Guernsey Press

Island balances its books during 2021

GUERNSEY has managed to balance its books during 2021, despite earlier predictions of a loss of £33m.

Published
Deputy Mark Helyar. (Picture by Sophie Rabey, 30154402)

The good economic news was delivered by Policy & Resources treasury lead Mark Helyar as he opened the annual budget debate in the States yesterday.

‘The good news is that for the time being at least, there is no more bad news,’ he said.

He detailed the wildly fluctuating expectations of this year’s economic results, which initially reported a likely £22m. deficit, increasing to £33m. after the second lockdown, before being marked down to a mere £5m. when that lockdown turned out to be half as expensive as the first.

Even that figure has turned out to be pessimistic, however, as the latest projections are for a break-even position by year-end, fuelled primarily by a property-sales boom and cost-cutting.

‘This improved out-turn is primarily due to a combination of some exceptionally high levels of document duty receipts in recent weeks,’ Deputy Helyar said, ‘and a higher than anticipated reduction in forecast revenue expenditure.’

The accelerated recovery was enough to counter a £12m. loss at the ports, the £20m. spent on business support during lockdown, and the original projection of a loss of £22m., which was made before the second lockdown became necessary.

‘This represents a truly exceptional swing in performance without precedent in any Guernsey historical economic information which I have been able to research,’ Deputy Helyar said.

Guernsey saw its economy contract by about half of the 9% experienced by the UK and Jersey.

He went on to report a forecast surplus of £22m. for 2022.

The positivity in his budget speech also stretched to analysis of the economic processes being followed by the States, with the Government Work Plan having brought about ‘the very essence of consensus’, with ‘far less internecine fighting for an extra piece of the cake by amendment’.

Indeed, no amendments were placed by States members to this budget, in contrast to some previous years, when dozens of amendments have been placed.

This meant that everyone could see what other departments were prioritising and how their projects had been costed, meaning that P&R no longer had to ‘play referee’.

‘Now it is time for us to start to deliver on the initiatives in the GWP in the knowledge that we can all look forwards rather than waste time jockeying for position,’ he said.

Deputy Helyar was careful, however, not to convey a congratulatory tone, warning of several factors that could undermine this year’s positive results. No money had been put aside for capital projects, he said, and the social security fund had been reduced by £31m. – a sum which was not counted in the main annual budget.

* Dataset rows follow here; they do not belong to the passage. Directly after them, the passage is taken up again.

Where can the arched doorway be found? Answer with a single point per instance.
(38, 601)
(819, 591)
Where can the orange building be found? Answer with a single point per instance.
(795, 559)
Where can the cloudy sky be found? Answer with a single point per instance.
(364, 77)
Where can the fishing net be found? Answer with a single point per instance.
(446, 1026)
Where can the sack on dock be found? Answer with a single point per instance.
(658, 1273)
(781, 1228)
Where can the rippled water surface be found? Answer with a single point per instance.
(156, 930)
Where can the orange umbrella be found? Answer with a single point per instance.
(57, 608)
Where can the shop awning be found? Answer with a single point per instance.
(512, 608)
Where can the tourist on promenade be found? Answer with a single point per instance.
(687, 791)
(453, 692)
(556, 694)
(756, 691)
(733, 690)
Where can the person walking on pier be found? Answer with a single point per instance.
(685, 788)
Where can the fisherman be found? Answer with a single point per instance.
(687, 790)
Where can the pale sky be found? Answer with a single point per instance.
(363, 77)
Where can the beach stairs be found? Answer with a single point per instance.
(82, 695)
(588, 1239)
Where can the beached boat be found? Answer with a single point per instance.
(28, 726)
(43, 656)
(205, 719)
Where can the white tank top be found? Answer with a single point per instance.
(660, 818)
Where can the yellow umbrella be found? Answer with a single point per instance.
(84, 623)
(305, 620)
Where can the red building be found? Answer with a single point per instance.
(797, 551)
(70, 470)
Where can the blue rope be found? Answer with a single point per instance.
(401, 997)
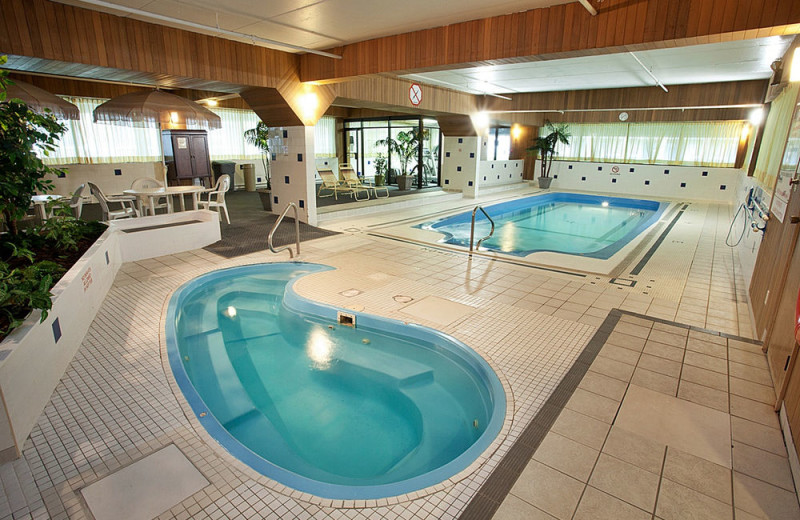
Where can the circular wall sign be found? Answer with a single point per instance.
(415, 94)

He reminded members again that demographic changes would continue to eat into reserves and that macroeconomic factors outside Guernsey’s control could threaten the Bailiwick’s future economic performance.

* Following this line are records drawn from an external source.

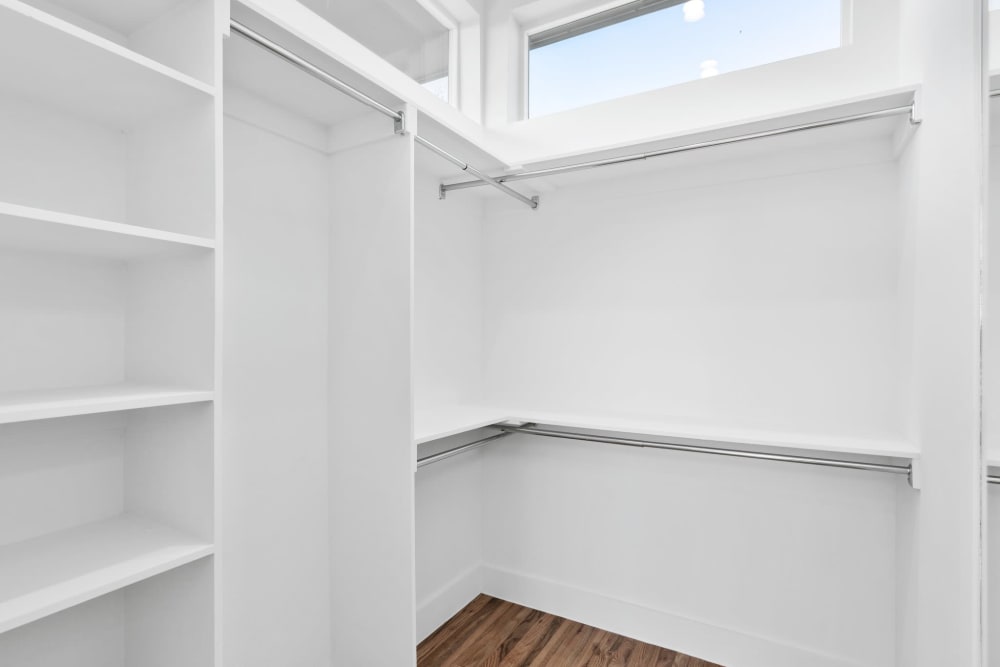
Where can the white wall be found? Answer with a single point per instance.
(370, 407)
(766, 302)
(756, 293)
(448, 294)
(275, 532)
(742, 563)
(943, 183)
(448, 369)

These included global supply chain and shipping issues, which could increase inflation, alongside labour shortages.

Despite a majority of States members speaking out against the introduction of a goods and services tax during the recent tax debate, Deputy Helyar also reiterated his view that the tax base needed to be broadened with a consumption tax and said work was under way to bring back new tax proposals by July.

By that same deadline, it is also expected that Guernsey and 135 other jurisdictions will have brought in a tax of 15% on companies earning more than 750m Euros, representing, Deputy Helyar said, a ‘major change to the international tax framework’.